JANUARY 13, 2003 VOLUME 10, NUMBER 28

As American families become more mobile and previously unusual family relationships become more common, grandparents are increasingly likely to be involved in raising their grandchildren. This has led to an increase in the legal problems faced by seniors, especially when family members become less cooperative with one another. The unusual legal problem faced by Gerhard and Nanett Wunderlich of Arkansas provides one example of what can go wrong.

Mr. and Mrs. Wunderlich’s daughter Rebecca was married to Roy Duncan for two years. “W.W.” (the court describes her only by her initials) was born to the couple six weeks before they separated. In the divorce Mr. Duncan was ordered to pay $200/month in child support; Rebecca and W.W. moved in with the Wunderlichs.

As happens too often, Mr. Duncan failed to make his child support payments. Since Rebecca was receiving welfare the state Office of Child Support Enforcement sued him for unpaid child support. Mr. Duncan responded by filing a petition to enforce visitation with his daughter, whom he had never seen, and Rebecca and her parents became very concerned about the possibility that he might become involved in his daughter’s life.

Mr. and Mrs. Wunderlich proposed that they could adopt W.W., thereby cutting off Mr. Duncan’s parental rights. Although Rebecca later insisted that she was reluctant to go along with this plan, she agreed after her mother assured her that the adoption would be on paper only, and that she would continue to be W.W.’s real mother. Mr. Duncan signed the paperwork giving up any rights in return for a waiver of the child support claim against him, and Rebecca and W.W. continued to live with her parents.

Then Rebecca married Joe Alexander, and W.W. went to live with the newlyweds. When she and her parents quarreled about money, Mr. and Mrs. Wunderlich forcibly took W.W. back into their home and refused to allow the new Mrs. Alexander to visit her daughter.

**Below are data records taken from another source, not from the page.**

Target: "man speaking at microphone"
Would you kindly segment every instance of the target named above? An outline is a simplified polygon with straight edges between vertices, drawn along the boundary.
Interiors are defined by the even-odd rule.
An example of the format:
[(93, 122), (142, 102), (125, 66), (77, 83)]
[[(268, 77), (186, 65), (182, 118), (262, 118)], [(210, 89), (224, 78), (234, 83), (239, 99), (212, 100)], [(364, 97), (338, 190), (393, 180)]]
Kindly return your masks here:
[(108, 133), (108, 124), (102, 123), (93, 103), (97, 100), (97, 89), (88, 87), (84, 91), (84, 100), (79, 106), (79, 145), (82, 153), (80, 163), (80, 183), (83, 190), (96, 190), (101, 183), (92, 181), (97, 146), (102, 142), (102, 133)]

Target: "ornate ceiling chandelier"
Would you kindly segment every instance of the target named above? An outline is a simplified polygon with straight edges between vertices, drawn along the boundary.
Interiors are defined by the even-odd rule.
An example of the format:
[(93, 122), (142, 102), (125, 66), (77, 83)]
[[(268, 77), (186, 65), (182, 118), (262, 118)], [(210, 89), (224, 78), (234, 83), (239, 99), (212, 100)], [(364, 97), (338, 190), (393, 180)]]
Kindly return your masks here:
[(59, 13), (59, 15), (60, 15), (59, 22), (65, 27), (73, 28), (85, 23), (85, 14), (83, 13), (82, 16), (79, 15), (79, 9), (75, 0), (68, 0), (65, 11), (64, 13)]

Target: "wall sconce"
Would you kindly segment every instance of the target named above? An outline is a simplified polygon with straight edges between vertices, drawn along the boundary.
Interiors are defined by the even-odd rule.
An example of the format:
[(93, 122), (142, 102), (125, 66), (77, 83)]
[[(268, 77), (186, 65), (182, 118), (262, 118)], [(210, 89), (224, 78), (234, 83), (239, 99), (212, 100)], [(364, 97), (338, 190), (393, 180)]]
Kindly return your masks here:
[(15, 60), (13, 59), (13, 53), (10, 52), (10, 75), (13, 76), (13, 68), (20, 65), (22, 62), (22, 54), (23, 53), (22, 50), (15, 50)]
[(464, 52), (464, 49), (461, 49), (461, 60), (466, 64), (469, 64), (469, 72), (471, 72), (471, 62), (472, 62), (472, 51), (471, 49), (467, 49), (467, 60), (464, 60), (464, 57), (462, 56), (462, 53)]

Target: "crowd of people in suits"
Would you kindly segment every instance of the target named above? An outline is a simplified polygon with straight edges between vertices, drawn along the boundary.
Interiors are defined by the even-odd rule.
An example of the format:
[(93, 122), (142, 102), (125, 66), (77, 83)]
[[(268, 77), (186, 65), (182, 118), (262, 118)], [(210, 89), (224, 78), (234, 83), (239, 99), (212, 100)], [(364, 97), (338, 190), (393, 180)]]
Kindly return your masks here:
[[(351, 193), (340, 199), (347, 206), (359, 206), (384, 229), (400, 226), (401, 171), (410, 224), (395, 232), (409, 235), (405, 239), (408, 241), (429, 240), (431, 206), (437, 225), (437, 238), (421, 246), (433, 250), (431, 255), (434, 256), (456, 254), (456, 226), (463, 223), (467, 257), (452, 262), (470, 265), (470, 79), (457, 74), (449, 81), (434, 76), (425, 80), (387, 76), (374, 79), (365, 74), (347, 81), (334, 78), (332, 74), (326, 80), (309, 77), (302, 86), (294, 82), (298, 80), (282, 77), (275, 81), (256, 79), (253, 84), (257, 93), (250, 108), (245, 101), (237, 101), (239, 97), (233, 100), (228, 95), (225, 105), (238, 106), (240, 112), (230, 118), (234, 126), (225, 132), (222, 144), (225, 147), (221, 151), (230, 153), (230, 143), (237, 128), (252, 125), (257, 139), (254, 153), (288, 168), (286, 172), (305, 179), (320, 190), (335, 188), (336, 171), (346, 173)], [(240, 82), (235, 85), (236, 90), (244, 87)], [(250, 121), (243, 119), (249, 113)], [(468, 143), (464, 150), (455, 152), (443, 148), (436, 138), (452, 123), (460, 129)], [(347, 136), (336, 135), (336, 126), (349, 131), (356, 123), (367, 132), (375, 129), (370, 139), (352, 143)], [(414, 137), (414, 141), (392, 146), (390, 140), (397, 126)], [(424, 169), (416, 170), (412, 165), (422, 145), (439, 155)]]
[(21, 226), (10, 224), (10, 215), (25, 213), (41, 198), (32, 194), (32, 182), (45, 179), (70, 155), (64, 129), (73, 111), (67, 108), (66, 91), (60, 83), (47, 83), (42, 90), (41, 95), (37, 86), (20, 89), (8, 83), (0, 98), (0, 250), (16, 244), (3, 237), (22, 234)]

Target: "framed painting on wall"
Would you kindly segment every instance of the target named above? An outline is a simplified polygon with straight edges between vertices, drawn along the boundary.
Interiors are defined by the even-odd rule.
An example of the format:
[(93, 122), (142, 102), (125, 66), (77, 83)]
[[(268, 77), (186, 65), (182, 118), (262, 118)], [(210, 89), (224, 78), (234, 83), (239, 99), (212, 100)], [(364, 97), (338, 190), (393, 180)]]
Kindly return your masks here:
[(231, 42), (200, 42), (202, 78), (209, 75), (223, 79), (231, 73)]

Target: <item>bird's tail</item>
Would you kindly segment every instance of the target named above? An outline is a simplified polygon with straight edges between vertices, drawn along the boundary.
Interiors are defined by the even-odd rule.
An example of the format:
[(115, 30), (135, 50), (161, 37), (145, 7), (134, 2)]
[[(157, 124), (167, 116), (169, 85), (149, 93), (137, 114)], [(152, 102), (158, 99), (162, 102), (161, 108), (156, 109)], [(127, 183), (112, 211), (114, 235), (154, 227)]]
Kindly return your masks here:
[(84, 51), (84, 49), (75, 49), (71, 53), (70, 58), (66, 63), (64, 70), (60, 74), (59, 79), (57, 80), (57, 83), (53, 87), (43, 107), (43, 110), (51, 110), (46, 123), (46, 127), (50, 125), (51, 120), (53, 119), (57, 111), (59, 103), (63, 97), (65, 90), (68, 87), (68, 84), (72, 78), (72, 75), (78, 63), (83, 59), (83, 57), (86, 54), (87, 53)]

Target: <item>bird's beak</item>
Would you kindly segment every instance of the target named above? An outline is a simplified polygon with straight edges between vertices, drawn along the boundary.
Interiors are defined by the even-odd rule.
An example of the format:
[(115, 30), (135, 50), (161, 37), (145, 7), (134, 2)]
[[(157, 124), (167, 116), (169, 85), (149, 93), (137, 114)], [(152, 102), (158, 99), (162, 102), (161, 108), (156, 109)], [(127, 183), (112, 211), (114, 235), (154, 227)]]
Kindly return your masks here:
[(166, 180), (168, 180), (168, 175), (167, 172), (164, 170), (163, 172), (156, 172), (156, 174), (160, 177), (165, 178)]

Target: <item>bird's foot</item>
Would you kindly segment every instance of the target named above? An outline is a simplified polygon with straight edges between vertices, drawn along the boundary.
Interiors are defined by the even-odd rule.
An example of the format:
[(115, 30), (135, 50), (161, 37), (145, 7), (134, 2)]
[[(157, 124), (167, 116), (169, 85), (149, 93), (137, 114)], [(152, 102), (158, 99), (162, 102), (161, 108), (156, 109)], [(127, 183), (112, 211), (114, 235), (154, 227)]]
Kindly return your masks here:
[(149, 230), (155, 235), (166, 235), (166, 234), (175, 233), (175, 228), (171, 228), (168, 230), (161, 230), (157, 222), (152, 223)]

Rebecca Alexander filed a petition to set aside the adoption, saying that it had been a fraud in the first place. Her parents pointed out that state law permits challenges to adoptions only in the first year after they are finalized.

By a 5-4 vote the Arkansas Court of Appeals decided that it was permissible to void the adoption and return W.W. to her mother’s care and custody. The Wunderlichs had never actually “taken custody” of W.W. in the first place, decided the appellate court, so the one-year limitation should not apply. Wunderlich v. Alexander, December 18, 2002.